Un tremblement de terre de magnitude 6,4 a frappé l’Albanie aux premières heures de mardi. La secousse a suscité des scènes de panique à Tirana et dans la ville de Durrës. Pour l’heure, les services de secours déplorent la mort de quatre personnes et 150 blessés.

Le séisme a été ressenti à 02h54 et des habitants de Tirana, affolés, sont descendus dans la rue, a rapporté une correspondante de l’AFP. L’épicentre de cette secousse se situait en mer Adriatique, à 34 km au nord-ouest de Tirana, à une profondeur de 10 kilomètres, selon le Centre sismologique euro-méditerranéen.

« Les dégâts sont considérables », a déclaré à l’AFP Albana Qajahaj, porte-parole du ministère de la Défense. Un hôtel de trois étages de Durrës s’est effondré tandis qu’un autre immeuble dans le centre-ville est gravement endommagé. Des dégâts sont rapportés également à Thumana, à 30 km au nord-ouest de Tirana.

Selon les autorités et les médias locaux, il y aurait pour l’heure quatre morts et 150 blessés légers.

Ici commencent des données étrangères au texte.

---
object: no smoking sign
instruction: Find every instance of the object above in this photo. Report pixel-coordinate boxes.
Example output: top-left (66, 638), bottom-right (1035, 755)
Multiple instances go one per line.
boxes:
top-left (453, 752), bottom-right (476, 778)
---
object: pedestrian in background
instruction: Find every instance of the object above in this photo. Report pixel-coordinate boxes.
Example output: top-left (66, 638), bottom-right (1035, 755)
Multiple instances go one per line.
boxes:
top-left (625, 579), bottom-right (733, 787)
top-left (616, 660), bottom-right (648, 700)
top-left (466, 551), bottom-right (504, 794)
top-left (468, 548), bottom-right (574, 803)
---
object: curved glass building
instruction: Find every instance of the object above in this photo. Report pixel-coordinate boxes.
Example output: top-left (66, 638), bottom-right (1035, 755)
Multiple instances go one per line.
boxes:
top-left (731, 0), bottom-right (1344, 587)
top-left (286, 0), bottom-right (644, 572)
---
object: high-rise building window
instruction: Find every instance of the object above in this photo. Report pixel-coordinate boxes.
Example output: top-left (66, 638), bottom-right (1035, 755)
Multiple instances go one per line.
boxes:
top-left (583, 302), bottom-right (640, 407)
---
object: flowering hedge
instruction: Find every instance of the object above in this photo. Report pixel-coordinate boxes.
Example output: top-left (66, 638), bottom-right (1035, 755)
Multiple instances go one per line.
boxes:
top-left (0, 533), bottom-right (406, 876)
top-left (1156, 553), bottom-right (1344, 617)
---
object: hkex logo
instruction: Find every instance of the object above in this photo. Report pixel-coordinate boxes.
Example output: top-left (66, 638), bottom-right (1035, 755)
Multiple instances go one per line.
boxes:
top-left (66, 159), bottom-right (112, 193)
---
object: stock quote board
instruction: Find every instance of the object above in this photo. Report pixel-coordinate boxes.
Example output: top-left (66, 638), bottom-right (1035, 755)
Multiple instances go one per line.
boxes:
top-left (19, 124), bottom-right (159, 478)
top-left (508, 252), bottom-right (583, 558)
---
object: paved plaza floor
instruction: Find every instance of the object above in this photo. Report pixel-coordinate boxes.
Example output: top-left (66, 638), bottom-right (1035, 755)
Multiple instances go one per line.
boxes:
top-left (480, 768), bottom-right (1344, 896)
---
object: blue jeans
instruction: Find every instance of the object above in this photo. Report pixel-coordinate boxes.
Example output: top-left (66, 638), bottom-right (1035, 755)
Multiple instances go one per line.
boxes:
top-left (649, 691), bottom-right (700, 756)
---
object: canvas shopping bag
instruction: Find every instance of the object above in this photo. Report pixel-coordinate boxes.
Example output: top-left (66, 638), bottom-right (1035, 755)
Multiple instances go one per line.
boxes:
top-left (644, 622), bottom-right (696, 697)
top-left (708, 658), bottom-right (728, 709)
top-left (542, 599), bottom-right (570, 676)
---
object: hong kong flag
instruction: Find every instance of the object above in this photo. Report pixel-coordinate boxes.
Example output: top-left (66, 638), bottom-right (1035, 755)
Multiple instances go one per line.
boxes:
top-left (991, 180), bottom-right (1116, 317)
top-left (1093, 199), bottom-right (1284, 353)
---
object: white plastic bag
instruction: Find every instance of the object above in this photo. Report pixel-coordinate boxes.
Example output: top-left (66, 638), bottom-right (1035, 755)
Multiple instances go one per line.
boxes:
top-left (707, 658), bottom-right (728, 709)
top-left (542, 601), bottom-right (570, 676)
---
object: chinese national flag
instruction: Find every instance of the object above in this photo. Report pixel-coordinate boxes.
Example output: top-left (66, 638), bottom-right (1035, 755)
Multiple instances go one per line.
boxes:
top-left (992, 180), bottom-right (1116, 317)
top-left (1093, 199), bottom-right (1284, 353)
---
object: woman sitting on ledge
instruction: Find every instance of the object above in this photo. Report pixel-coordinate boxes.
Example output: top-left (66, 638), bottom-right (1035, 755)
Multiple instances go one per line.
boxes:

L’un d’eux, un homme d’une cinquantaine d’années, s’est tué en sautant de son immeuble dans la localité albanaise de Kurbin.

Répliques

Ce tremblement de terre a été suivi quelques minutes plus tard de plusieurs répliques, notamment une de magnitude 5,3, selon le Centre sismologique euro-méditerranéen.

La première secousse a été ressentie à travers les Balkans, à Sarajevo (près de 400 km), en Bosnie, ou encore à Novi Sad (près de 700 km), en Serbie, selon les médias et les alertes publiées par des habitants sur les réseaux sociaux.

La même région d’Albanie avait été secouée en septembre par un séisme de magnitude de 5,6, qualifié par les autorités de plus fort tremblement de terre des « 20 à 30 dernières années ». Les Balkans sont une zone de forte activité sismique et les tremblements de terre y sont fréquents.